I did not hurry, because Trek is enshrined in the marketplace as the second most recognizable science fiction evergreen. Strictly in terms of popularity, Trek has eclipsed SF literature, but lost the lead spot to Star Wars (1977). It got better over time, up to about 1999.

My own ratings of each season of Star Trek (1966), Star Trek: The Animated Series (1973), Star Trek: The Next Generation (1987) and Star Trek: Deep Space Nine (1993).

A rating of 2 is good.

In 2022, 23 years after DS9 ended, Trek is still popular enough that more of it is always being sold to a dual audience of casual viewers and fans.

I am a fan of science fiction, not of Trek. When I stopped watching VOY in my teens, it was because I had given up hope on that series hitting the general marks of good fiction, such as self-consistency, character development and depth of emotion. There is frankly a lot of garbage writing in the franchise, even beyond the constraints of worldbuilding for television production and quality control by omission. Some of it has enough kitsch value for ironic viewing, but Trek was made to fill the time between commercials on broadcast TV. A lot of it is dull.

Fortunately, because the old Trek shows were mostly episodic, you don’t have to watch them the way I did. What follows are the highlights, whether in quality or otherwise.

Show Episode Comment
TOS “Arena” (1967) The most entertaining episode of the original series.
“The Savage Curtain” (1969) Boring but symptomatic of the franchise’s relationships with history, celebrity, security and moral philosophy, all tied up with television.
TAS “The Slaver Weapon” (1973) A straight adaptation of an already published, unrelated story. This is unique in the franchise and shows what the episodic series could have been.
“The Jihad” (1974) Trek at home as a goofy Saturday morning cartoon.
TNG “The Neutral Zone” (1988) Unsentimental in laying out the social and technological utopia of the franchise. For more unsentimental goodness, see “Brothers” (1990). For the fear of the lotus that poisons the utopia and the franchise, see “The Game” (1991).
“The Inner Light” (1992) The best of TNG, with “Darmok” (1991) and “Tin Man” (1990) coming in second and third, respectively.
DS9 “In the Hands of the Prophets” (1993) The best of DS9. “It’s Only a Paper Moon” (1998), the runner-up, makes progress with the lotus. Both episodes are tied into the serialized narrative of DS9 and would be weak on their own.
“Our Man Bashir” (1995) Boring in symptomatic ways that are fun to figure out.

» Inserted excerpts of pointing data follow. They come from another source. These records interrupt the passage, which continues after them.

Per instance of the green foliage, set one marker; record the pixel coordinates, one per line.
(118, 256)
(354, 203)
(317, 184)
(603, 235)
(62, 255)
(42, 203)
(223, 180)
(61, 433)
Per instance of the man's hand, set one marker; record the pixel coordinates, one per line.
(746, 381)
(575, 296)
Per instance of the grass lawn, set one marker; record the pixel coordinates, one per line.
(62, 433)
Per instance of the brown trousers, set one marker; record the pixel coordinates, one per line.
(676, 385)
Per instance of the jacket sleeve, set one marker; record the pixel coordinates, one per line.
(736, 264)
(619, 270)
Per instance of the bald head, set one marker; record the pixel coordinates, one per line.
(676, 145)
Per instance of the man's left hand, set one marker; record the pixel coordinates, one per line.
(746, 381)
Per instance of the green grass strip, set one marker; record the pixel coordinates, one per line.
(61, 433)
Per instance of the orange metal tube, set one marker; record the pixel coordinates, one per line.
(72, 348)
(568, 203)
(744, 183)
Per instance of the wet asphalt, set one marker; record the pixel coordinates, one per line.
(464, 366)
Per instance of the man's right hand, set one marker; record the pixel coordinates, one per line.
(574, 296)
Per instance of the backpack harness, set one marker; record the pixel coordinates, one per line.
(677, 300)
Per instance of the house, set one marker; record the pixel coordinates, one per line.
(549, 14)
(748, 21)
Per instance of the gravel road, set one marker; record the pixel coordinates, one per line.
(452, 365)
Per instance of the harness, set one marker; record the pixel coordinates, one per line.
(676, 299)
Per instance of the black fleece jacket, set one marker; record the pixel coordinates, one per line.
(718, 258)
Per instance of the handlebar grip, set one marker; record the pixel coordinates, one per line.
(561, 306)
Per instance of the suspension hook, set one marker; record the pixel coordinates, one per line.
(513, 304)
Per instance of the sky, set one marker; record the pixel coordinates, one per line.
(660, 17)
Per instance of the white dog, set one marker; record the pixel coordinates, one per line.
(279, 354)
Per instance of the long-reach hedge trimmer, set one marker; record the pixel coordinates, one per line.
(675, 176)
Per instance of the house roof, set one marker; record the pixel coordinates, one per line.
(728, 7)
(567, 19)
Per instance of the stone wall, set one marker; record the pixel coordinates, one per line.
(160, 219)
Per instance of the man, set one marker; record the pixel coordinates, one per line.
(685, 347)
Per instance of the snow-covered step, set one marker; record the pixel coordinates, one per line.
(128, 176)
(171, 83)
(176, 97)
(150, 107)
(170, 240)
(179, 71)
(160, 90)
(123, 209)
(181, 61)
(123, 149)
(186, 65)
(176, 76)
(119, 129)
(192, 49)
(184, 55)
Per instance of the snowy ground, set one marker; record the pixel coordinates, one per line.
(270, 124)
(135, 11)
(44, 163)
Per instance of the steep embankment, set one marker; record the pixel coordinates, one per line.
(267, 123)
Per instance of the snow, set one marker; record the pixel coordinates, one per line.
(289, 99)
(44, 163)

I finished watching DS9 the day after the death of actor Nichelle Nichols (1932–2022), who played communications officer Uhura on TOS. Nichols advanced the causes of feminism and anti-racism by playing a visibly competent professional while being a woman of colour. Racist viewers protested her presence and the studio agreed to feature her less, which meant featuring her too little. Uhura’s kiss on “Plato’s Stepchildren” (1968) made history in the US, but “The Lorelei Signal” (1973) is a better episode, where Uhura briefly takes command of the Enterprise. The latter episode is still notably sexist and racist, and the franchise’s record on gay rights is even worse, but Nichols was good.

I won’t keep watching Star Trek systematically. I know VOY is a pain. The movies are not better than the series. J. J. Abrams fast-talked himself into an alternate continuity, but that only worsened the problem of internal contradiction by omission. As far as I know, the franchise did not get watchable again until Star Trek: Lower Decks (2020), if it ever did.